Thursday, November 19, 2015

Stephen Rosenfeld — 6 Keys to Understanding ISIS' Barbarism, Apocalyptic Vision and Desire for an End-Times Battle in Syria


Summary of "What ISIS really wants" by Graeme Woods in The Atlantic, March 2015, and why it is important to know and take into consideration.

AlterNet
6 Keys to Understanding ISIS' Barbarism, Apocalyptic Vision and Desire for an End-Times Battle in Syria
Stephen Rosenfeld

4 comments:

Dan Lynch said...

OT, but related to Syria & economics. Tragedy of the commons in Syria.
.
"Civil war in Syria is the result of the desertification of the ecologically fragile Syrian steppe, writes Gianluca Serra - a process that began in 1958 when the former Bedouin commons were opened up to unrestricted grazing. That led to a wider ecological, hydrological and agricultural collapse, and then to a 'rural intifada' of farmers and nomads no longer able to support themselves.

"In 2009, I dared to forecast that if the rampant desertification process gripping the Syrian steppe was not halted soon, it could eventually become a trigger for social turmoil and even for a civil war."

Tom Hickey said...

Hardly OT, Dan.

There are a lot of factors involved in matters social and isolating causes and ranking variables is difficult — therefore, the plethora of theories.

Ryan Harris said...

Americans are fed the line about the Islamic state not being a real state, not being real Islam and all that. The media trots out a local Muslim to say they don't support this type of Islam and they are frustrated having to continuously defend Islam from criticism. And that is that. Not polite conversation, most are good. It's comforting to think that everyone are really peace loving, liberal minded people if only given a democratic chance. A few bad apples, mental illness and that is all.
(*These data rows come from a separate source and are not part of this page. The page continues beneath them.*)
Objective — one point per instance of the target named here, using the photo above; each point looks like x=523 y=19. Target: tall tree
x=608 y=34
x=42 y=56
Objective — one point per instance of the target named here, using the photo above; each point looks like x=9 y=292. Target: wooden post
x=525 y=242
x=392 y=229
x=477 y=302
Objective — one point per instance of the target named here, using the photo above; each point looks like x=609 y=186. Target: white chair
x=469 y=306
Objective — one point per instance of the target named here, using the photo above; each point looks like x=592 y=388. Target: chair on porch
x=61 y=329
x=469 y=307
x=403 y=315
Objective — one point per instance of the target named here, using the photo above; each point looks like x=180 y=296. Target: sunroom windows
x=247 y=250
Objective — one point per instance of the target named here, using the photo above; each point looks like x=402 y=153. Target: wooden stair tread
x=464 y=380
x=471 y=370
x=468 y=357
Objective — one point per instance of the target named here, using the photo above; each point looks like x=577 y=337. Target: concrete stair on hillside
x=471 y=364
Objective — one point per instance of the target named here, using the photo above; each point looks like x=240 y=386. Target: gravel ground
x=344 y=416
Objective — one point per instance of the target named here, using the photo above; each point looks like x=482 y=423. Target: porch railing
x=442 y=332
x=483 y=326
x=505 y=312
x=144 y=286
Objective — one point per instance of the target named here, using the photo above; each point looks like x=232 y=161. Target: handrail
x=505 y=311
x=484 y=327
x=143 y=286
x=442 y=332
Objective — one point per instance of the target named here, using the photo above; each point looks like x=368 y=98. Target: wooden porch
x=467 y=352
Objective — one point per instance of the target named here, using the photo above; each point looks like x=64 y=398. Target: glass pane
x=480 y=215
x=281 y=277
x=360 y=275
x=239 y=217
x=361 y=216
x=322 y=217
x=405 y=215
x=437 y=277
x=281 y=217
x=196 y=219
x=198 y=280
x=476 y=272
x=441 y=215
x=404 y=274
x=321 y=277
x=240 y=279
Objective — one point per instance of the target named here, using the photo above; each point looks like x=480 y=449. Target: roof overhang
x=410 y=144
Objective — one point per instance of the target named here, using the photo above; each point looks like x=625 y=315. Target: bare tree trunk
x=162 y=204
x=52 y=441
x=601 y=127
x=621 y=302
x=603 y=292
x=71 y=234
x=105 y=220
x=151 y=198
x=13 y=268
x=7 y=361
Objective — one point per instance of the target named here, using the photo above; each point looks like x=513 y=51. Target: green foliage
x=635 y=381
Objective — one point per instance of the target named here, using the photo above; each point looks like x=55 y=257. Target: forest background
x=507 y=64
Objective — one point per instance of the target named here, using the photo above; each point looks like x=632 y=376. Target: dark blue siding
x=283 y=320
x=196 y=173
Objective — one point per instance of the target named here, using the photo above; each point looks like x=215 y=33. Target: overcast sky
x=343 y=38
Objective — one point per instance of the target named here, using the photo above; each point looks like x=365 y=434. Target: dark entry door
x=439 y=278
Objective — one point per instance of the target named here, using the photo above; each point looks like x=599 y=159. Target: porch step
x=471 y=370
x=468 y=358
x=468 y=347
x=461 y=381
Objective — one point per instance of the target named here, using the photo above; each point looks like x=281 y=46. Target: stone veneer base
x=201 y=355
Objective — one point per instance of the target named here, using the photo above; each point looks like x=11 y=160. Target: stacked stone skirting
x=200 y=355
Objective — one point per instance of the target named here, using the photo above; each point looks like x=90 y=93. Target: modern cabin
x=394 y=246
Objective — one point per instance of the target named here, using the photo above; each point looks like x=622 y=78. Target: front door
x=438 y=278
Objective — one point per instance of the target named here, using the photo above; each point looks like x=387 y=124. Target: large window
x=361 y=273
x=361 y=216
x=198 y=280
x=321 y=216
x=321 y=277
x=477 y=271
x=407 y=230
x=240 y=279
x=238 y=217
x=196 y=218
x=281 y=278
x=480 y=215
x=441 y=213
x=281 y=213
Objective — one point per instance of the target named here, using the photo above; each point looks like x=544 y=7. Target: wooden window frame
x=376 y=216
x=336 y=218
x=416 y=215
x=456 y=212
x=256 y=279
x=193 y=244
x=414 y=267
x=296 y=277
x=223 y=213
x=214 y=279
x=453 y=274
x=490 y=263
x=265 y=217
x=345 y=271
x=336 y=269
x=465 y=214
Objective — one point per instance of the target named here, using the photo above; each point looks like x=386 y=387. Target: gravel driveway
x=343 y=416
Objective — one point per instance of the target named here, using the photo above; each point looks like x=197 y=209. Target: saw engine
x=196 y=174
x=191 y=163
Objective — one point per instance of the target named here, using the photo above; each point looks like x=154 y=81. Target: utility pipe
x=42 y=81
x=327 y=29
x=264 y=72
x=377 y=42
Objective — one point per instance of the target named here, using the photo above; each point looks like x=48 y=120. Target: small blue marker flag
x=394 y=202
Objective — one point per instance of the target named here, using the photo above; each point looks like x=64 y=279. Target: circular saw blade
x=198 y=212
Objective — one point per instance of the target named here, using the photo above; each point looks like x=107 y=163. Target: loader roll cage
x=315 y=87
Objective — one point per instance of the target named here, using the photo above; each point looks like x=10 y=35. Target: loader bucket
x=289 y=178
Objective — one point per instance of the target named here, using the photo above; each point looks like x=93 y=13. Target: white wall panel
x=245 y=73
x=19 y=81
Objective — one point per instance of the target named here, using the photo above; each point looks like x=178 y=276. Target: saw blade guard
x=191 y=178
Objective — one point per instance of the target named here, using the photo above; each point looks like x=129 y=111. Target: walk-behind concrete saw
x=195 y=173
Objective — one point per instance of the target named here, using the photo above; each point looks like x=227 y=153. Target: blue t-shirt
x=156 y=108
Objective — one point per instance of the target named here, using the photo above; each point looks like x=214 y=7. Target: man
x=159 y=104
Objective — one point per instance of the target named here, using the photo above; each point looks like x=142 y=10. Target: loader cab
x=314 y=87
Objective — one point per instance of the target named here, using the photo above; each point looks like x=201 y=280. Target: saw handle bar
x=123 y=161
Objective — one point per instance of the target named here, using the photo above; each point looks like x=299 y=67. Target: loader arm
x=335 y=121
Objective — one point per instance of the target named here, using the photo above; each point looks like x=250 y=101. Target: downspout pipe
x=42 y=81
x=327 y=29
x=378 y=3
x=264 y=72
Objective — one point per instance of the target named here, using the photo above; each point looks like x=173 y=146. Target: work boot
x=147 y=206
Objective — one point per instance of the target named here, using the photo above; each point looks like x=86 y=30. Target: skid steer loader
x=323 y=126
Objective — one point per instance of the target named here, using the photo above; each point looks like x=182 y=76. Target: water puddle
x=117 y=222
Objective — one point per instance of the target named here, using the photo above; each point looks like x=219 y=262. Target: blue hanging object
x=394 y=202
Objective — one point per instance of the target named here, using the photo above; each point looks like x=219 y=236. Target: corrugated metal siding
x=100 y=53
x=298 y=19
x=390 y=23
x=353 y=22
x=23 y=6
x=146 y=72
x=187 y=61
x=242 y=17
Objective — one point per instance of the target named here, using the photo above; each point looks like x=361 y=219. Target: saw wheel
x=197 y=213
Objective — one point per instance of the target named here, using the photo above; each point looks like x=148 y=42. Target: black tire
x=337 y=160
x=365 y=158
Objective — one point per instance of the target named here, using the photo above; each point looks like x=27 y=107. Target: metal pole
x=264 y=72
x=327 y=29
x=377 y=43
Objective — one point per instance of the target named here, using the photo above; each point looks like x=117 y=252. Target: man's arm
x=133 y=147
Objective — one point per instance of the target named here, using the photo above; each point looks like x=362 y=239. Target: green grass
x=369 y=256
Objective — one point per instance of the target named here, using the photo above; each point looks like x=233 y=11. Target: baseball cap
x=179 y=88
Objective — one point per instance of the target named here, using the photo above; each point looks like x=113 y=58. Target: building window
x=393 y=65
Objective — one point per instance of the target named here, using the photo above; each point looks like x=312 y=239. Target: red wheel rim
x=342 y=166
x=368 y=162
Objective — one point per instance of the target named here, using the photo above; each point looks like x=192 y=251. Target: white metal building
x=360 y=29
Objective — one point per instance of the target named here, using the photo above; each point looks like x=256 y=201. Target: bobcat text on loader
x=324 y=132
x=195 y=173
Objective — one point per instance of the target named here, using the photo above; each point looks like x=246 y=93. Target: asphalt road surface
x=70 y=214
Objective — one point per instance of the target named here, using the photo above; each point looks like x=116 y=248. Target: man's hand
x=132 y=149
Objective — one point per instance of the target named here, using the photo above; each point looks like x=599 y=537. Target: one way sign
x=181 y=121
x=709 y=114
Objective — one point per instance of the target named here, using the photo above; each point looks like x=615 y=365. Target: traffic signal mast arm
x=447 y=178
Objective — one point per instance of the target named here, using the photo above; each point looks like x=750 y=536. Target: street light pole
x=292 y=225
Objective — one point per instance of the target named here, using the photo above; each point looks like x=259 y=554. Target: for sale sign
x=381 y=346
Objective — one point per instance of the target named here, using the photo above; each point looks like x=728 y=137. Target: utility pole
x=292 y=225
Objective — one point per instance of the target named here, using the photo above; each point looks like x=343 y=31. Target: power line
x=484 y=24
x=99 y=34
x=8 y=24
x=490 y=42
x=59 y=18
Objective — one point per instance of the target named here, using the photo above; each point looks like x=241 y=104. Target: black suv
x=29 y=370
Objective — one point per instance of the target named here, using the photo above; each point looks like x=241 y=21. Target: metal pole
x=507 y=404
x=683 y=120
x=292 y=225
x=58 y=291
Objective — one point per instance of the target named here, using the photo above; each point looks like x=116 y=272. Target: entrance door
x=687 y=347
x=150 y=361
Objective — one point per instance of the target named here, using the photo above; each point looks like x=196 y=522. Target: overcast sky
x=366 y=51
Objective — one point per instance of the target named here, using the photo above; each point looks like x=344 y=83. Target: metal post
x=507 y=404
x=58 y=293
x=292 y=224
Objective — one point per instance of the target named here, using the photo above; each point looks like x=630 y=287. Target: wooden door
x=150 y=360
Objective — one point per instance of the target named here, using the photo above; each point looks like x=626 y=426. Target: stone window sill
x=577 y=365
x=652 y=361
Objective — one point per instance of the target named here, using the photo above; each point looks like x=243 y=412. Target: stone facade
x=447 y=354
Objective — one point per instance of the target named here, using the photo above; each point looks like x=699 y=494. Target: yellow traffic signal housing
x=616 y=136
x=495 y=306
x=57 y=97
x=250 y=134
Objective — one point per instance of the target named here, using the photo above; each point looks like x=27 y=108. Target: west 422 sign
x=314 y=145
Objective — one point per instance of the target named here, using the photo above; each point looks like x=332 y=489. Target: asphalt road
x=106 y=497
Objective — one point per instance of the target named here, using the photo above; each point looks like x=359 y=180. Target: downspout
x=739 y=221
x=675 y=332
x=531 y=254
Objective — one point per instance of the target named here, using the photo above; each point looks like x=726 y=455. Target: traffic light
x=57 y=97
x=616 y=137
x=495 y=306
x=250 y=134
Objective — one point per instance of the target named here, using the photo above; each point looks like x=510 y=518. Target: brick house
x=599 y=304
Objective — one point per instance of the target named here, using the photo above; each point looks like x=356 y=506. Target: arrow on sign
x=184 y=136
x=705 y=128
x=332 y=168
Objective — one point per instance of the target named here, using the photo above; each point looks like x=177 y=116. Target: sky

Not true though. ISIS are Islam in its purist form where the words of the prophet are followed in the most absolute literal meaning, nevermind the 1383 years since his death. And they strictly follow interpretations of the greatest early leaders of Islam.

A few months ago, I read alot of their stuff, bookmarked many of their websites and everything is gone and scrubbed clean from Google. What impressed me at the time was that everything was translated into multiple languages, perfectly. It would take thousands of hours of painstaking work to make careful, thoughtful translations like they had. The comment sections were active and carefully mediated by well spoken, patient, educated people. Their social media accounts are gone.

The words of muhammed and teachings about his words are horrifying and the culture, morality and violence of the 7th century is completely foreign to westerners today. It's why I think they should leave the materials up. More people need to read religious texts from the period. It is the same barbaric stuff that exists in old biblical christian texts.

Our supposedly free & open two party government is able to completely remove and scrub this content from existence without breaking a law? Freedom of speech and religion doesn't extend out to forms of religion and types of speech that threaten the two party government and liberalism, I guess.

Peter Pan said...

The secular regimes in the ME have exacted their share of barbarism, no distinction to be made there. Also note that ISIS supporters include Baathists, who were not known for their religiosity.